Investors are calling on the manager of ASX-listed solar energy investment group New Energy Solar to waive a $10 million fee from the group, which is now in wind-up mode after failing to deliver on investment expectations.
But the fund’s manager – E&P Financial Group, chaired by former Essendon president David Evans and formerly known as Evans Dixon – is planning to accept the fee despite the plea from investors and New Energy’s board, according to sources who declined to be named for confidentiality reasons.
Disquiet over the management of New Energy Solar has been growing for some time, with some investors alleging E&P has used the group like a “cash cow”. They also allege that $73 million in fees have been taken out of New Energy, once valued at $300 million, over the course of its seven-year existence.
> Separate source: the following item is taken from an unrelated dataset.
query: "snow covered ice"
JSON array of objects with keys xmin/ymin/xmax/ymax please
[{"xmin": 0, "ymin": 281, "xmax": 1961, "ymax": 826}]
New Energy listed in 2015 as the first and only pure-play solar investment company on the ASX. It was modelled on other successful groups. However, the company is currently on track to be delisted and wound down, after it failed to raise more capital to fund its expansion plans. According to some investors, New Energy came undone after becoming entangled with the broader issues within E&P business.
E&P was created by the ill-fated merger of wealth managers – Evans and Partners and Dixon Advisory – and was formerly known as Evans Dixon.
In August, New Energy announced it had sold its 14 remaining solar assets to MN8 Energy, Goldman Sachs’ renewable energy investment spin off for $US245 million ($365 million). Shareholders will receive capital returns, in tranches, of up to 95c, still well below the fund’s current net tangible asset backing of $1.12. As part of the sale process, E&P is entitled to a $10 million asset disposal fee.
Sydney-based investment advisor Trevor Thomas, who has more than 350 clients invested in New Energy Solar, says he has written to the CEO of E&P to request the fee be waived as a gesture of good faith.
“New Energy has failed in large part because of its entanglement in the Evans Dixon mess, and it seems unconscionable that Evans and Partners wouldn’t waive its final fee to reduce the loss to investors,” the Ethinvest boss told this masthead.
“The investment manager may have a legal right to a final payment, but it has no moral or ethical foundation in my view.”